In the above examples, the holding material (γ-LiAlO ₂ ) content was fixed to 40% by weight, and the electrolyte (K ₂ CO ₃ and Li ₂ CO ₃ ) and Li ₂
The sum with ZrO ₃ fiber is constant. In this case, Li ₂ ZrO ₃
If the fibers are mixed in an amount of 20% by weight or more, the electrolyte becomes 40% by weight or less, and the battery characteristics are deteriorated due to an increase in internal resistance during the battery reaction. Therefore, it is not preferable to mix 20% by weight or more of Li ₂ ZrO ₃ fibers.

Further, with respect to the electrolyte matrix of Example 3, the fracture surface of the test piece subjected to the heat cycle was observed by a scanning electron microscope, and it was confirmed that the pores were finely dispersed.

〔The invention's effect〕

As described in detail above, according to the present invention, there is provided an electrolyte matrix for a molten carbonate fuel cell, which has high strength such that penetration cracking can be prevented for a long period of time even when subjected to a thermal cycle without causing deterioration of slump characteristics. It is possible.

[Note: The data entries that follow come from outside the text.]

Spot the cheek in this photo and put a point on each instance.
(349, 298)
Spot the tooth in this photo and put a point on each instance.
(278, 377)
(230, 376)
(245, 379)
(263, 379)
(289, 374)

 ─────────────────────────────────────────────────── ─── Continuation of the front page (72) Inventor Akihiko Tsuge No. 1 Komukai Toshiba-cho, Kouki-ku, Kawasaki-shi, Kanagawa Inside the Toshiba Research Institute Co., Ltd. (56) Reference JP-A-56-82583 (JP, A) Kaisho 60-101876 (JP, A)

Claims (1)

[Claims] 1. A carbonate holding material used as an electrolyte in a molten state and a ceramic holding material holding a molten carbonate,
An electrolyte matrix for a molten carbonate fuel cell, characterized in that it contains 20% by weight of Li ₂ ZrO ₃ fiber.